ECLI:NL:HR:2004:AN7826
Hoge Raad
- Cassatie
- P. Neleman
- H.A.M. Aaftink
- O. de Savornin Lohman
- A. Hammerstein
- E.J. Numann
- Rechtspraak.nl
Cassatie over vordering tot betaling en kosten van rechtsbijstand
In deze zaak heeft de man, eiser tot cassatie, op 14 januari 2000 de vrouw, verweerster in cassatie, gedagvaard voor de rechtbank te Breda. Hij vorderde een betaling van ƒ 80.604,69, vermeerderd met wettelijke rente, en een bedrag van ƒ 15.000,-- voor kosten van (buitengerechtelijke) rechtsbijstand. De rechtbank verklaarde de man bij vonnis van 10 oktober 2000 niet-ontvankelijk in zijn vordering. Hierop heeft de man hoger beroep ingesteld bij het gerechtshof te 's-Hertogenbosch, waar de vrouw incidenteel hoger beroep heeft ingesteld. Het hof heeft op 6 juni 2002 het vonnis van de rechtbank vernietigd en de man ontvankelijk verklaard in zijn vorderingen, maar heeft de vorderingen van de man afgewezen.

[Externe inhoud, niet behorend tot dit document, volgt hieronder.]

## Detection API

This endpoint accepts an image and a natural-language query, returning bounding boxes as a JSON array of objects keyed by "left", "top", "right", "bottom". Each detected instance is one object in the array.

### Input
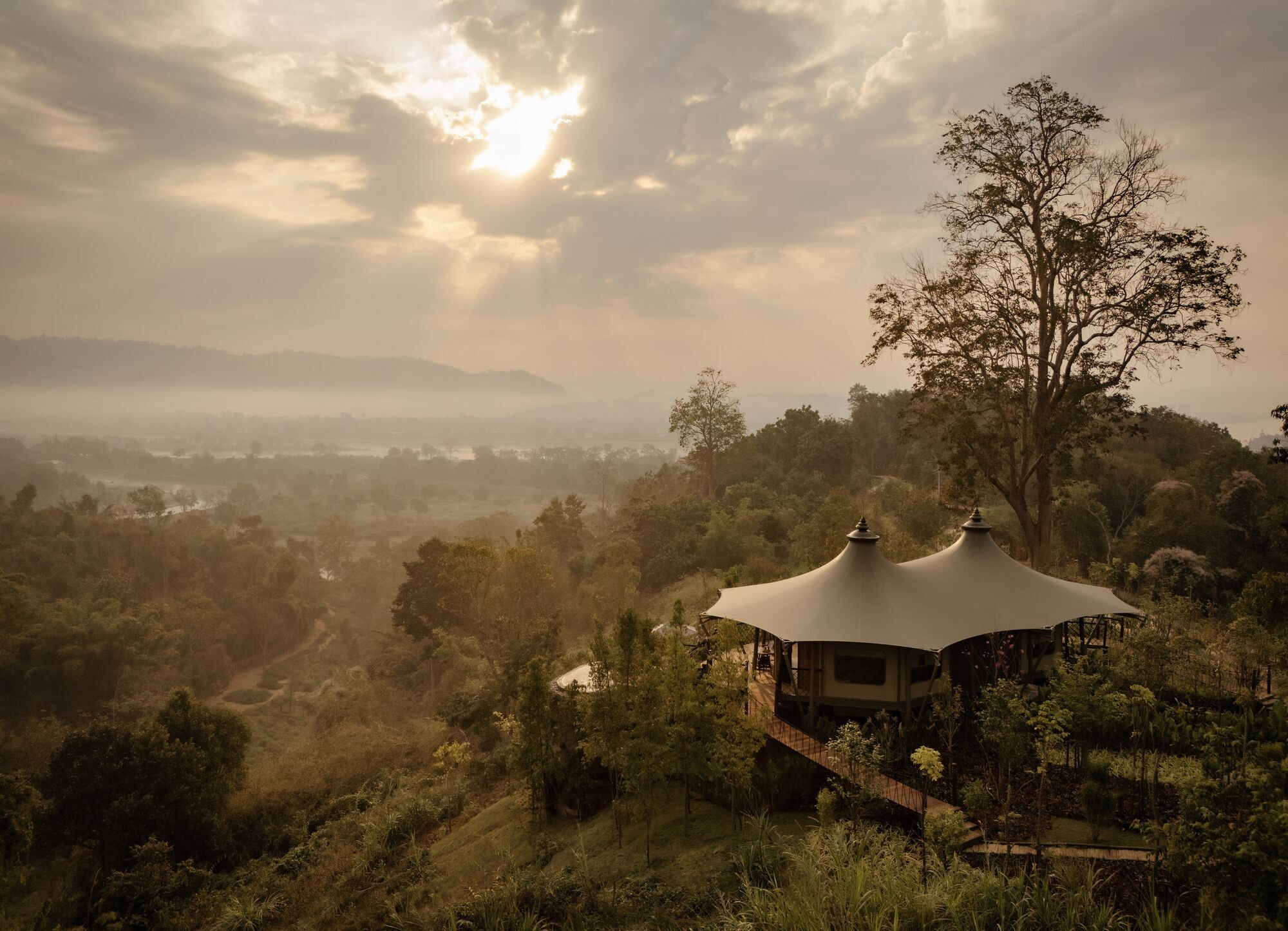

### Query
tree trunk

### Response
[{"left": 1029, "top": 464, "right": 1055, "bottom": 569}]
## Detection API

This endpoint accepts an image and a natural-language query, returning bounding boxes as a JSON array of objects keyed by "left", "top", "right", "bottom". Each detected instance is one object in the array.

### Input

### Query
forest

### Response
[
  {"left": 0, "top": 385, "right": 1288, "bottom": 927},
  {"left": 0, "top": 76, "right": 1288, "bottom": 931}
]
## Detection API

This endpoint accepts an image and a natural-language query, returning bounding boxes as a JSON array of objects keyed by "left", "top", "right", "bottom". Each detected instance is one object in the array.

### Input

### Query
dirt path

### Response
[{"left": 206, "top": 618, "right": 335, "bottom": 709}]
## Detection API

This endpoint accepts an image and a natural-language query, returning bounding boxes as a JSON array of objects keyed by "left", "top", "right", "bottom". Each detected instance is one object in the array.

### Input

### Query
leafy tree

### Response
[
  {"left": 1048, "top": 657, "right": 1127, "bottom": 766},
  {"left": 866, "top": 76, "right": 1243, "bottom": 566},
  {"left": 581, "top": 610, "right": 667, "bottom": 858},
  {"left": 1270, "top": 403, "right": 1288, "bottom": 463},
  {"left": 9, "top": 483, "right": 36, "bottom": 515},
  {"left": 45, "top": 690, "right": 250, "bottom": 868},
  {"left": 911, "top": 747, "right": 944, "bottom": 886},
  {"left": 707, "top": 620, "right": 765, "bottom": 829},
  {"left": 390, "top": 537, "right": 501, "bottom": 693},
  {"left": 0, "top": 773, "right": 40, "bottom": 876},
  {"left": 930, "top": 673, "right": 962, "bottom": 802},
  {"left": 662, "top": 601, "right": 715, "bottom": 829},
  {"left": 532, "top": 495, "right": 587, "bottom": 559},
  {"left": 670, "top": 367, "right": 747, "bottom": 498},
  {"left": 510, "top": 657, "right": 560, "bottom": 816},
  {"left": 979, "top": 678, "right": 1030, "bottom": 840},
  {"left": 125, "top": 485, "right": 165, "bottom": 517},
  {"left": 1030, "top": 699, "right": 1073, "bottom": 845},
  {"left": 1078, "top": 760, "right": 1114, "bottom": 843},
  {"left": 318, "top": 515, "right": 353, "bottom": 579}
]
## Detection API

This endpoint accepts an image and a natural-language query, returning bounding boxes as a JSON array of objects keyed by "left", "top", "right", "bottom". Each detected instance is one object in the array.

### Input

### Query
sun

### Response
[{"left": 470, "top": 82, "right": 582, "bottom": 175}]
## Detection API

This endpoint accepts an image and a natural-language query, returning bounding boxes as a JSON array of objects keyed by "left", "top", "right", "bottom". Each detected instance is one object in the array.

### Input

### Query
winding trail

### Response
[{"left": 206, "top": 618, "right": 335, "bottom": 711}]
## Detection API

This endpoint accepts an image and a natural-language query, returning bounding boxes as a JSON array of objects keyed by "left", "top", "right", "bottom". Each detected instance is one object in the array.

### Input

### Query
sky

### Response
[{"left": 0, "top": 0, "right": 1288, "bottom": 438}]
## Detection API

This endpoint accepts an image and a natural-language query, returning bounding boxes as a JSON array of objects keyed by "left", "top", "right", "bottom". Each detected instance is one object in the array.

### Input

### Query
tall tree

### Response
[
  {"left": 670, "top": 367, "right": 747, "bottom": 498},
  {"left": 864, "top": 76, "right": 1243, "bottom": 566}
]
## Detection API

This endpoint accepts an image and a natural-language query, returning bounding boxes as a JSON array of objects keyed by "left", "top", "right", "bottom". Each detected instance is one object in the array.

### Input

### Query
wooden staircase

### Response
[{"left": 747, "top": 677, "right": 984, "bottom": 849}]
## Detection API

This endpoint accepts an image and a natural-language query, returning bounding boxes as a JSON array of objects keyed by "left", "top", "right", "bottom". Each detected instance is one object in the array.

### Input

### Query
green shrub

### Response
[
  {"left": 815, "top": 788, "right": 836, "bottom": 828},
  {"left": 922, "top": 809, "right": 966, "bottom": 863}
]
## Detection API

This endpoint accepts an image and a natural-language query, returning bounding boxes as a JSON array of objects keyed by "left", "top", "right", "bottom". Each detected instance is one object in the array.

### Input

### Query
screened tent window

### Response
[
  {"left": 833, "top": 650, "right": 885, "bottom": 685},
  {"left": 908, "top": 653, "right": 938, "bottom": 685}
]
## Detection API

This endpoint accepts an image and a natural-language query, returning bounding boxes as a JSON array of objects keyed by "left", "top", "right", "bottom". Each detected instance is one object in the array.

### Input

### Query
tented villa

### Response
[{"left": 707, "top": 510, "right": 1139, "bottom": 718}]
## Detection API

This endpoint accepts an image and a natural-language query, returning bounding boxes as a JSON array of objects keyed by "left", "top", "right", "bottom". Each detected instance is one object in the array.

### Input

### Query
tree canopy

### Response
[{"left": 866, "top": 76, "right": 1243, "bottom": 566}]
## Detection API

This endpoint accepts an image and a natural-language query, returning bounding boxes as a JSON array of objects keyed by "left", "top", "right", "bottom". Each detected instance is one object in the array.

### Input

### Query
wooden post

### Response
[{"left": 769, "top": 637, "right": 783, "bottom": 715}]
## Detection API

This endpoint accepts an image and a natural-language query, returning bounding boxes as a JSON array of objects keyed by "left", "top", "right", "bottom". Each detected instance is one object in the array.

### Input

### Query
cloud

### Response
[{"left": 0, "top": 0, "right": 1288, "bottom": 430}]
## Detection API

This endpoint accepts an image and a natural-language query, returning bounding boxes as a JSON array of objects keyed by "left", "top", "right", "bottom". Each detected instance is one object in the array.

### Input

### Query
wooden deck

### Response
[
  {"left": 744, "top": 648, "right": 1157, "bottom": 863},
  {"left": 747, "top": 657, "right": 984, "bottom": 847}
]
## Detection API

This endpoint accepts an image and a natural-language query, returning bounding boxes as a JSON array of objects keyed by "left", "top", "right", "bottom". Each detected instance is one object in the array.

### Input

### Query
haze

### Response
[{"left": 0, "top": 0, "right": 1288, "bottom": 438}]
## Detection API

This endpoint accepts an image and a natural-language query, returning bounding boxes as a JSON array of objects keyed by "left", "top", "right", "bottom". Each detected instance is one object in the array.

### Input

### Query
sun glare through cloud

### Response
[{"left": 470, "top": 82, "right": 582, "bottom": 177}]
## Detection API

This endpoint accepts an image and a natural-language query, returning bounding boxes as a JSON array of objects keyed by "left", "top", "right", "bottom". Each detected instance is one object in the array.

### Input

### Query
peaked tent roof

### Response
[{"left": 707, "top": 510, "right": 1140, "bottom": 651}]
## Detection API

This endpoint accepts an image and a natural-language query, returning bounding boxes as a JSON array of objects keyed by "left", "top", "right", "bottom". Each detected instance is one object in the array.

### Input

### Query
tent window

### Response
[
  {"left": 833, "top": 650, "right": 885, "bottom": 685},
  {"left": 908, "top": 653, "right": 935, "bottom": 685}
]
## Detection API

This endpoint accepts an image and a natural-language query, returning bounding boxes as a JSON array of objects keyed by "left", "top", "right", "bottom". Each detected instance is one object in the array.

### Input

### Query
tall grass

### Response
[{"left": 719, "top": 825, "right": 1173, "bottom": 931}]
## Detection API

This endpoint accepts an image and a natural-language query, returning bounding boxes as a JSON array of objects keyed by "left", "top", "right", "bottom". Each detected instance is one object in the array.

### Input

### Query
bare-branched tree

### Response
[{"left": 864, "top": 77, "right": 1243, "bottom": 566}]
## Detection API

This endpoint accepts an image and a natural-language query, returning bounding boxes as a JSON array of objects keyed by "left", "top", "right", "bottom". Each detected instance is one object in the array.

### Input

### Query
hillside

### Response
[{"left": 0, "top": 336, "right": 565, "bottom": 397}]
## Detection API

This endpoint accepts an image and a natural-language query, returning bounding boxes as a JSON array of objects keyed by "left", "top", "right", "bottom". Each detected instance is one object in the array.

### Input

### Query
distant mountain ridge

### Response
[{"left": 0, "top": 336, "right": 567, "bottom": 397}]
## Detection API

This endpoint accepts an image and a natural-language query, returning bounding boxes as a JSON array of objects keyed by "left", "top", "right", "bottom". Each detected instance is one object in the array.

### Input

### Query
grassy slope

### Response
[{"left": 430, "top": 793, "right": 810, "bottom": 904}]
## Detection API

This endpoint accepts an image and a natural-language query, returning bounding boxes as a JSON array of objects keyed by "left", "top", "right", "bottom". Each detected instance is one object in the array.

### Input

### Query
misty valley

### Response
[{"left": 0, "top": 18, "right": 1288, "bottom": 931}]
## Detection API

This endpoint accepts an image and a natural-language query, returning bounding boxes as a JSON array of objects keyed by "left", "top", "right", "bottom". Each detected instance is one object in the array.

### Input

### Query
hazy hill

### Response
[{"left": 0, "top": 336, "right": 565, "bottom": 397}]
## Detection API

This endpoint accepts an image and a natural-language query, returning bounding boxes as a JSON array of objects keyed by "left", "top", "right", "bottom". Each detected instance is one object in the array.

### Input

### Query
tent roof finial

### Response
[{"left": 846, "top": 517, "right": 881, "bottom": 542}]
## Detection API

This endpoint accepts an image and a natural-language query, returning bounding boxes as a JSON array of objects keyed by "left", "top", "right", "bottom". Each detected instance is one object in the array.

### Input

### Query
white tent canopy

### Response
[{"left": 707, "top": 511, "right": 1140, "bottom": 651}]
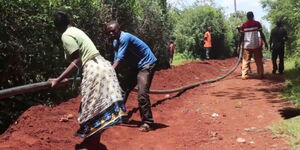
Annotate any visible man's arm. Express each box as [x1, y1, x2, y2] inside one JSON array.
[[269, 30, 274, 50], [113, 61, 120, 69], [49, 50, 82, 87], [259, 30, 269, 49]]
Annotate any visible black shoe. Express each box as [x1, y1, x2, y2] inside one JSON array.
[[139, 123, 153, 132]]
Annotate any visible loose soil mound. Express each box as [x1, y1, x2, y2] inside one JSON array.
[[0, 58, 289, 150]]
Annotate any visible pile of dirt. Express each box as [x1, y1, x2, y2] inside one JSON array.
[[0, 58, 289, 150]]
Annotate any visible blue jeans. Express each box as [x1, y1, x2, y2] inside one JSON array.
[[120, 63, 155, 124]]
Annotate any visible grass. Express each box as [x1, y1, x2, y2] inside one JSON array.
[[283, 58, 300, 107], [269, 58, 300, 150], [172, 53, 199, 66], [269, 117, 300, 150]]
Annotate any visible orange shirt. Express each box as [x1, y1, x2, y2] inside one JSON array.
[[204, 31, 211, 47]]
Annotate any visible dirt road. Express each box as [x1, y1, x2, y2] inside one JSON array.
[[0, 58, 290, 150]]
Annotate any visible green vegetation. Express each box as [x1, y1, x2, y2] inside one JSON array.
[[262, 0, 300, 146], [269, 117, 300, 150], [283, 58, 300, 107], [172, 53, 198, 66]]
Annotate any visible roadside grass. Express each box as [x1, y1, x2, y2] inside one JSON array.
[[269, 58, 300, 150], [172, 53, 199, 66], [269, 117, 300, 150], [283, 58, 300, 107]]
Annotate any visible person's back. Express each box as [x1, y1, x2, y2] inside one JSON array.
[[270, 21, 287, 74], [114, 31, 157, 68], [271, 26, 287, 47]]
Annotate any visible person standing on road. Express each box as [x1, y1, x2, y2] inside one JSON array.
[[239, 11, 268, 79], [106, 21, 157, 132], [270, 21, 288, 74], [203, 27, 212, 59], [49, 10, 126, 150]]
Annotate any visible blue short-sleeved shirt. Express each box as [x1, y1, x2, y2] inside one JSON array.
[[113, 31, 157, 69]]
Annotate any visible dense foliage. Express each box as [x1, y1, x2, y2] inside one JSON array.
[[262, 0, 300, 57], [171, 5, 245, 58]]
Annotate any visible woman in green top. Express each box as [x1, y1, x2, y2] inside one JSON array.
[[49, 10, 126, 149]]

Tegen dit arrest heeft de man cassatie ingesteld. De vrouw heeft geconcludeerd tot verwerping van het beroep. De zaak is toegelicht door de advocaten van beide partijen. De Advocaat-Generaal L.A.D. Keus heeft geconcludeerd tot verwerping van het beroep. De Hoge Raad heeft het beroep verworpen en de kosten van het geding in cassatie gecompenseerd, zodat elke partij haar eigen kosten draagt. De uitspraak is gedaan door de vice-president P. Neleman als voorzitter en de raadsheren H.A.M. Aaftink, O. de Savornin Lohman, A. Hammerstein en E.J. Numann, en is openbaar uitgesproken op 30 januari 2004.